Bellamy nods, and she drops her hands, but she doesn't move from his lap. For the hundredth time she wonders if she should just tell him how she feels about him. Suddenly, his eyes go wide in horror, staring past her.
"A seahorse with a Hitler stache just killed that narwhal," he says incredulously. Clarke shakes her head.
"You crashing here?" He sometimes does, when it's late like this, just sleeps on the couch if he's too lazy to go home.
"Yeah," he mutters, eyes still fixed on the TV. She knows that look. He'll be lost in the program until it's over.
"Alright." She gets to her feet. "Don't stay up too all night."
"But mom-"
She whacks him with a pillow.
"Night," Clarke mumbles, forcing herself to move.

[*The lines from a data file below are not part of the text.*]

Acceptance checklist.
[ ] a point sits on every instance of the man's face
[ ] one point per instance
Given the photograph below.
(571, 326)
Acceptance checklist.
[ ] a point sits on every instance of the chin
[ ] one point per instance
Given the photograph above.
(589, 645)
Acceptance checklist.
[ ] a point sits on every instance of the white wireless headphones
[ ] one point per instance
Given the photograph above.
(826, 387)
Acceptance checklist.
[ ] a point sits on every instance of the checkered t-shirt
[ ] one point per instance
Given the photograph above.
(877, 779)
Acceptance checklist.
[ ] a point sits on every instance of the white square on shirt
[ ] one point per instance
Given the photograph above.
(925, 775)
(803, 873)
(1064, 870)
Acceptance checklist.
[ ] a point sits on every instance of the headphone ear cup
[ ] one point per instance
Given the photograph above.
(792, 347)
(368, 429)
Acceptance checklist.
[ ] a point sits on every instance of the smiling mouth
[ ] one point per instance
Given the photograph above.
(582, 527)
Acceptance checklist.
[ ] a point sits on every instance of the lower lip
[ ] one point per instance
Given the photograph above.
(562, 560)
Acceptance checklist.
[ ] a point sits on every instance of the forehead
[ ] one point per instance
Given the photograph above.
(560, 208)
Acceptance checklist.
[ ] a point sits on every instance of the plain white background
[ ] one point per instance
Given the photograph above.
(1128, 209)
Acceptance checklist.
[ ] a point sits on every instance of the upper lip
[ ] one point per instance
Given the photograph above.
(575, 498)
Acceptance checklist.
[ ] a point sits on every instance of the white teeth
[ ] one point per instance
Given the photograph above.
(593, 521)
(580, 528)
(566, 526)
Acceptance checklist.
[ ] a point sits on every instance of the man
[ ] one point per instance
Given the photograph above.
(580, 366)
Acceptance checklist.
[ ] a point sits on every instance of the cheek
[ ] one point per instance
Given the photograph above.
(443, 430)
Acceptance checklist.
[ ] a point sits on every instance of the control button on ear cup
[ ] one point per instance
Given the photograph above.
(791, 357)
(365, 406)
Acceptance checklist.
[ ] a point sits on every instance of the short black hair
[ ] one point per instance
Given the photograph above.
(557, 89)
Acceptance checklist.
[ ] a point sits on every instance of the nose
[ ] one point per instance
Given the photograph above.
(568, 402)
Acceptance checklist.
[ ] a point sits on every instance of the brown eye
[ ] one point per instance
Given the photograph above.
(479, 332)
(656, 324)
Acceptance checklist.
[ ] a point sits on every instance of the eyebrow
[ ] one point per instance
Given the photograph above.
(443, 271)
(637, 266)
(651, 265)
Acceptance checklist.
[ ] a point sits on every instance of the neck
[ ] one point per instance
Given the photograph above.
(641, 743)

As she retreats to her bedroom for the night, she hears him sigh.
"Goodnight."
.-.-.-.-.
"I'm going to tell him."
Raven looks up from her phone, mouth hanging open as she registers Clarke's words.
"Shut up."
"I'm serious."
The brunette's surprise turns to glee, and she claps her hands together.
"Why the sudden change of heart?"
Clarke shrugs, shoving a piece of blueberry muffin into her mouth, chewing as she watches the other customers mill about the tiny café.
"I don't know, nothing dramatic. He crashed at my place last night, and I was lying in bed thinking 'I really wish he wasn't sleeping on the couch right now.'"
"Mhmm," Raven hums, squinting at her. "So this doesn't have anything to do with the fact that his ex is back in town?"
"Well," Clarke bites her lip. "Maybe a little."
Her friend just chuckles, reaching over to steal the rest of Clarke's muffin.
"Whatever. As long as you tell him."
It never occurs to Clarke that she might not get the chance.